NEXUS deploys eight specialized agents equipped with real tools — RFM clustering, spam scoring, chi-square tests — that cycle on failure, run in parallel, and accumulate cross-campaign memory.
Built by Abhay Agarwal · MNNIT Allahabad · FrostHack
$ langgraph run --brief "Winter sale · urban shoppers · ₹1500+ AOV"
LangGraph routes based on what agents compute — not a fixed sequence. The Quality Gate cycles back to Strategy on failure. Human rejection routes back to Content Gen with feedback injected into state.
Tools are deterministic Python functions — not LLM calls. The LLM decides which tool to invoke; Python executes it and returns real data.
Extracts product, audience, goals and CTA from natural language. GPT-4 with schema validation.
Real RFM scoring + sklearn KMeans on actual customer data. Validates segment sizes for A/B significance.
Plans send timing, budget allocation, A/B test design. Routes back through the Quality Gate on failure.
Pure deterministic checks — no LLM. Validates sizes, budget math, spacing. Routes to Strategy on failure.
Fan-out via LangGraph Send API. Parallel variants per segment, grounded in spam scores and CTR predictions.
LangGraph interrupt() pauses the graph, serializes state to MongoDB, resumes from checkpoint on approval.
Interfaces with Campaign & Email APIs. Logs recipient counts, timestamps, and delivery status into shared state.
Event-driven via Redis Streams. Chi-square significance tests before routing underperformers to Content Gen.
Three architectural patterns that separate NEXUS from a sequential LLM pipeline — implemented with real code, not described in a prompt.
Instead of generating content for each segment sequentially, NEXUS uses LangGraph's Send API to fan out one Content Gen task per segment concurrently. Four segments in 15 seconds instead of 60. Architecturally correct — segments are independent.
Run-level state is checkpointed to MongoDB after every node — the graph survives server restarts. Cross-campaign pgvector store captures what worked and why, queried by semantic similarity when new campaigns start.
Every edge has a condition. Quality Gate checks segment sizes, budget math, send-time spacing — all deterministic, no LLM. Failure routes back to Strategy (max 3 retries). Human rejection routes back to Content Gen with the feedback injected into state.

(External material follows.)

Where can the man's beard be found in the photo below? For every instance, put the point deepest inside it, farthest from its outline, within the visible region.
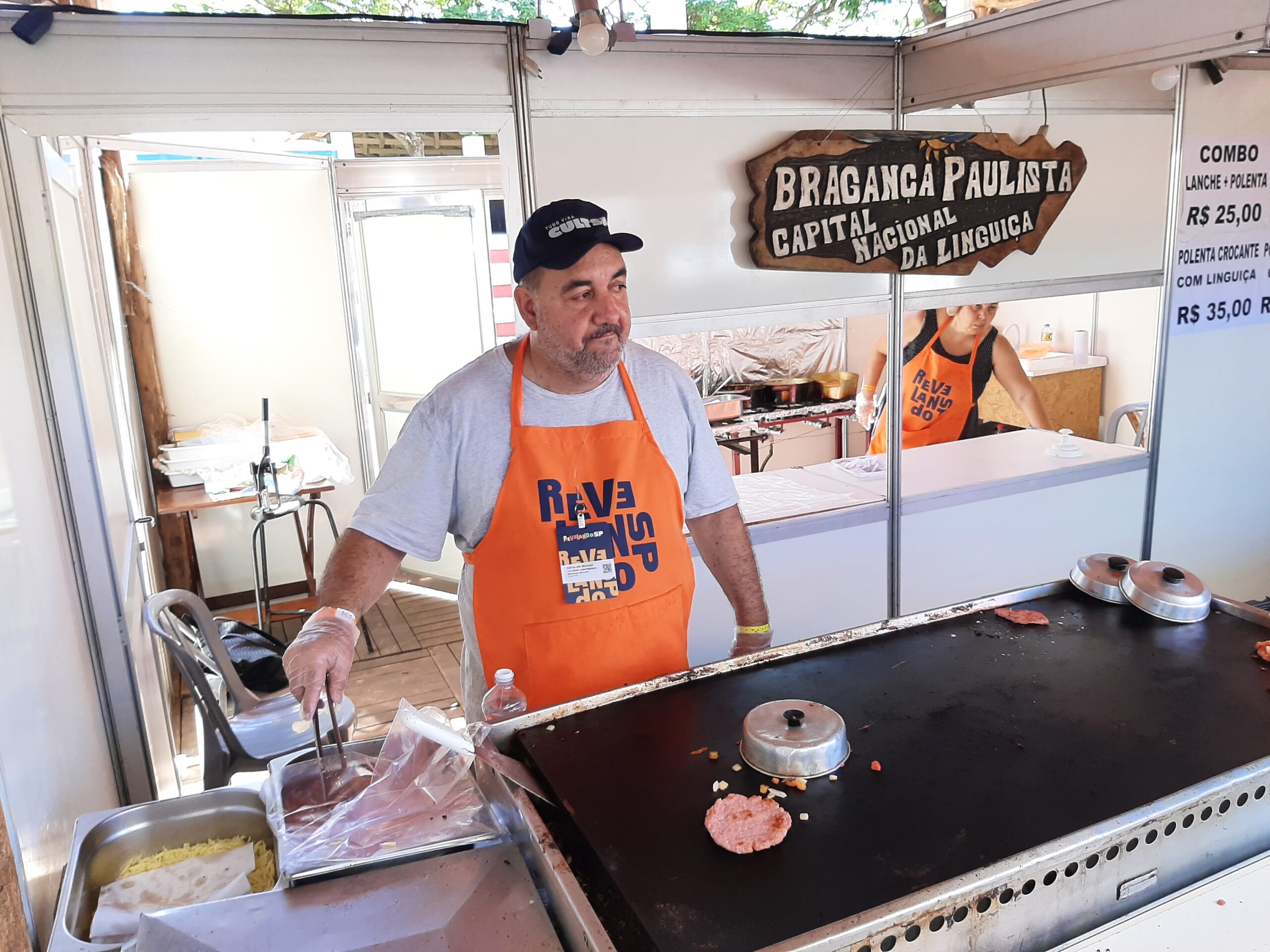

Every node, every LLM call, every tool call traced with latencies and token counts. Detects prompt injection, measures per-tenant costs, and surfaces pipeline bottlenecks. Makes "how do you know it's working?" answerable with data.
Multi-tenancy, federated learning, fine-tuned models, adversarial debate, autonomous monitoring — problems that only exist at scale. Each one a genuine architectural addition, not a feature flag.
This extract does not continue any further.